The Wallingford Farmers Market runs Wednesdays 3:30 – 7:00 PM starting this May 17, and will continue until late September. Chefs are welcome starting at 3:00 PM.
There’s an ever rotating cast of vendors, but it always involves fresh fruit from orchards, some vegetables and roots, a line for quesadillas, baked goods, local wines and kombuchas, a popsicle or ice cream option and then an assortment of surprises. The best surprise, though, is when the weather cooperates, and half of Wallingford flops down on the grass and the kids run off in packs doing what kids in packs do, and then there’s someone playing a violin or some wind instrument thought extinct since the late 17th century, and someone gets up to dance but trips over someone’s bike, and everybody laughs and then someone ends up either dancing or getting a ride on a bike or maybe both at the same time. And it’s Spring time in Wallingford and we haven’t seen each other since the rains came and it’s so good to be out in the sun.

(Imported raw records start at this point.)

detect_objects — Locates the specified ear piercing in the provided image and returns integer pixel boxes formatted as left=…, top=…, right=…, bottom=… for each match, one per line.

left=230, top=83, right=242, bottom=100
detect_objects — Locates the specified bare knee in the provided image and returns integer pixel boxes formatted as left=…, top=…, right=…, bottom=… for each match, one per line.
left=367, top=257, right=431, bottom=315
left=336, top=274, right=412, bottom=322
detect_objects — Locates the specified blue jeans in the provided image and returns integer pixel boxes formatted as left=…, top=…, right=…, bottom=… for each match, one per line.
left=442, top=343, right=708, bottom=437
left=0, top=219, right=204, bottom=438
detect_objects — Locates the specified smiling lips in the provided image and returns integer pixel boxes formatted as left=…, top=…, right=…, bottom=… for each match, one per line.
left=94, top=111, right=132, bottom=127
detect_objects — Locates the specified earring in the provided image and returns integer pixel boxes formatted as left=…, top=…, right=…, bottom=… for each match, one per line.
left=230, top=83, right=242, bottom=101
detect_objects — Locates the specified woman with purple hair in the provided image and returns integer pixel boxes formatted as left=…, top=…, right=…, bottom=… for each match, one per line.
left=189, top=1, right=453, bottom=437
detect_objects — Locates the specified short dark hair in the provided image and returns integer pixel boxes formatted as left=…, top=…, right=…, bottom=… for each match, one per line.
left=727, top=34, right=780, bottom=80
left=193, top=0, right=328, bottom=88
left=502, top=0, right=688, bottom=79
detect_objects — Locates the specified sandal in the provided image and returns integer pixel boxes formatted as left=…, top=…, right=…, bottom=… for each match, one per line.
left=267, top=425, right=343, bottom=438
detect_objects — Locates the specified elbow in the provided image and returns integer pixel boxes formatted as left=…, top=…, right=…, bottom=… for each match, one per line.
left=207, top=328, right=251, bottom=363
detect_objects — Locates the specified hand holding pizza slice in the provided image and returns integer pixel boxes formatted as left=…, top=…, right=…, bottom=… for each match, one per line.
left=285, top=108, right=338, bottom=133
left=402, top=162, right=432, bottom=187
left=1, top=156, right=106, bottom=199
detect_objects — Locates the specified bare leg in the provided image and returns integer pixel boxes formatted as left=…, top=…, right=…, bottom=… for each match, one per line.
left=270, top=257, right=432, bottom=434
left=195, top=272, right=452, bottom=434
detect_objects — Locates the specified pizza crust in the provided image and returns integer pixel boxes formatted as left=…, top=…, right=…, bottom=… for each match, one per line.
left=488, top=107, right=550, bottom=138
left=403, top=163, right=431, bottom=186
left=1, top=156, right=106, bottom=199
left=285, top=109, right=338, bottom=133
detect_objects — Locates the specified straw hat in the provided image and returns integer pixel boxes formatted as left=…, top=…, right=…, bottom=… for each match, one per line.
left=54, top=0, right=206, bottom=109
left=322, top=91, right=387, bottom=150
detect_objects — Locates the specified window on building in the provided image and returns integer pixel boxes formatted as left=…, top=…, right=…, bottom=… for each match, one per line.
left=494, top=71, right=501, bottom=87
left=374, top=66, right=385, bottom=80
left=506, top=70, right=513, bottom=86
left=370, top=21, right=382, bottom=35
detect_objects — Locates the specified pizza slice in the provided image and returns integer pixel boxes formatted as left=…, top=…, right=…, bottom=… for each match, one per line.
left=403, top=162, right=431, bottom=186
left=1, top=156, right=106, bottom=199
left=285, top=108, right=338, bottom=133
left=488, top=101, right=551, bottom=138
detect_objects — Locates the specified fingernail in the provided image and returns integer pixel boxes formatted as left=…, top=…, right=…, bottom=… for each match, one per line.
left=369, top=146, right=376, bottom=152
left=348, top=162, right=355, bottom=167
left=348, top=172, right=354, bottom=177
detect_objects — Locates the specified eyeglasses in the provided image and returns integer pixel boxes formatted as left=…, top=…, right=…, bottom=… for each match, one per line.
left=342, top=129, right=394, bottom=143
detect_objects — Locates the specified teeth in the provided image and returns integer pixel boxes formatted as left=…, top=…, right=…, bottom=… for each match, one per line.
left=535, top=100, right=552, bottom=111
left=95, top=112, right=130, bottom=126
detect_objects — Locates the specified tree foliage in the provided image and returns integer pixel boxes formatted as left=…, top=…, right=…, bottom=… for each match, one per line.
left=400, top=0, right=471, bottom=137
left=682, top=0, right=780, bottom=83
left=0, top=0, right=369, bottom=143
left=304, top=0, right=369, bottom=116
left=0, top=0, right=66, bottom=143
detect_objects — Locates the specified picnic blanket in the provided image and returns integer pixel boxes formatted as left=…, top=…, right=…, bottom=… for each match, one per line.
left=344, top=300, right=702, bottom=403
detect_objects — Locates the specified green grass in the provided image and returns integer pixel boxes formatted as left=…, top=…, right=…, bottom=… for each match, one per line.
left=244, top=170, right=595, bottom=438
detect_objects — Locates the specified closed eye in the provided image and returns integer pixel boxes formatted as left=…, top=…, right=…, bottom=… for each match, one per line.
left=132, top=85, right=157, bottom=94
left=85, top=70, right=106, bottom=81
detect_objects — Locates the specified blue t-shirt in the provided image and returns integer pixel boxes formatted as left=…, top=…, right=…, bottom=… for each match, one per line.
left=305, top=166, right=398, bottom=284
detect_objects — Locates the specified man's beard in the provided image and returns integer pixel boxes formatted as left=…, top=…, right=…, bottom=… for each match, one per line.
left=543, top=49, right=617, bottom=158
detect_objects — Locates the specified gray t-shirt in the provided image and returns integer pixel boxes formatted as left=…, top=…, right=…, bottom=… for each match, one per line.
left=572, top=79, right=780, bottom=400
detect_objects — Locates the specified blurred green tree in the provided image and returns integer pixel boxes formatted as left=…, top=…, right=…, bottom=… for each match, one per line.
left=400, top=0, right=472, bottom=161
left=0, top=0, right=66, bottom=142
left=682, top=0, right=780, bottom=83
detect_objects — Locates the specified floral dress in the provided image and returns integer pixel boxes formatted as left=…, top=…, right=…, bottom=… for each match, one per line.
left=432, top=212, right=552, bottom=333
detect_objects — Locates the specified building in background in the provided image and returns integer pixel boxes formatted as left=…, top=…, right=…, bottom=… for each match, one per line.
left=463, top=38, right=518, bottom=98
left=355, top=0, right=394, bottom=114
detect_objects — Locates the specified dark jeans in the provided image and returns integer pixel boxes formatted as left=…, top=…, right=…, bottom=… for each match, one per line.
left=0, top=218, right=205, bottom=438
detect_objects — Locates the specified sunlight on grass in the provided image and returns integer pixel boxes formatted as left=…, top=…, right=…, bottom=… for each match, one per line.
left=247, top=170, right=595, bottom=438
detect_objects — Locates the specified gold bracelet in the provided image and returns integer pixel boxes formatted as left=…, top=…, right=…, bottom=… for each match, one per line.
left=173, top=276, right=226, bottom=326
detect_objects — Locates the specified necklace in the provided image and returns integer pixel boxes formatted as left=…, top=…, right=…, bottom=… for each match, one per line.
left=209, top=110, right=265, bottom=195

So come on down, ring in the Spring with your Vernal avocation.
Bless its heart! It needs lots of Bryan types to frequent it so it survives. My $15/hour wage obviates it as an option, by and large. Though I do go there as a luxury for strawberries. I wonder what Bryan K is having for dinner tonight. I’m having canned black beans from QFC and bulk rice.
Believe you me, my wife does her part for the farmer’s market.
“I’m having canned black beans from QFC and bulk rice.”
I know what that’s like. Can of red beans, can of black beans, and a boatload of rice in a big bowl was lunch for a week at one time in my life.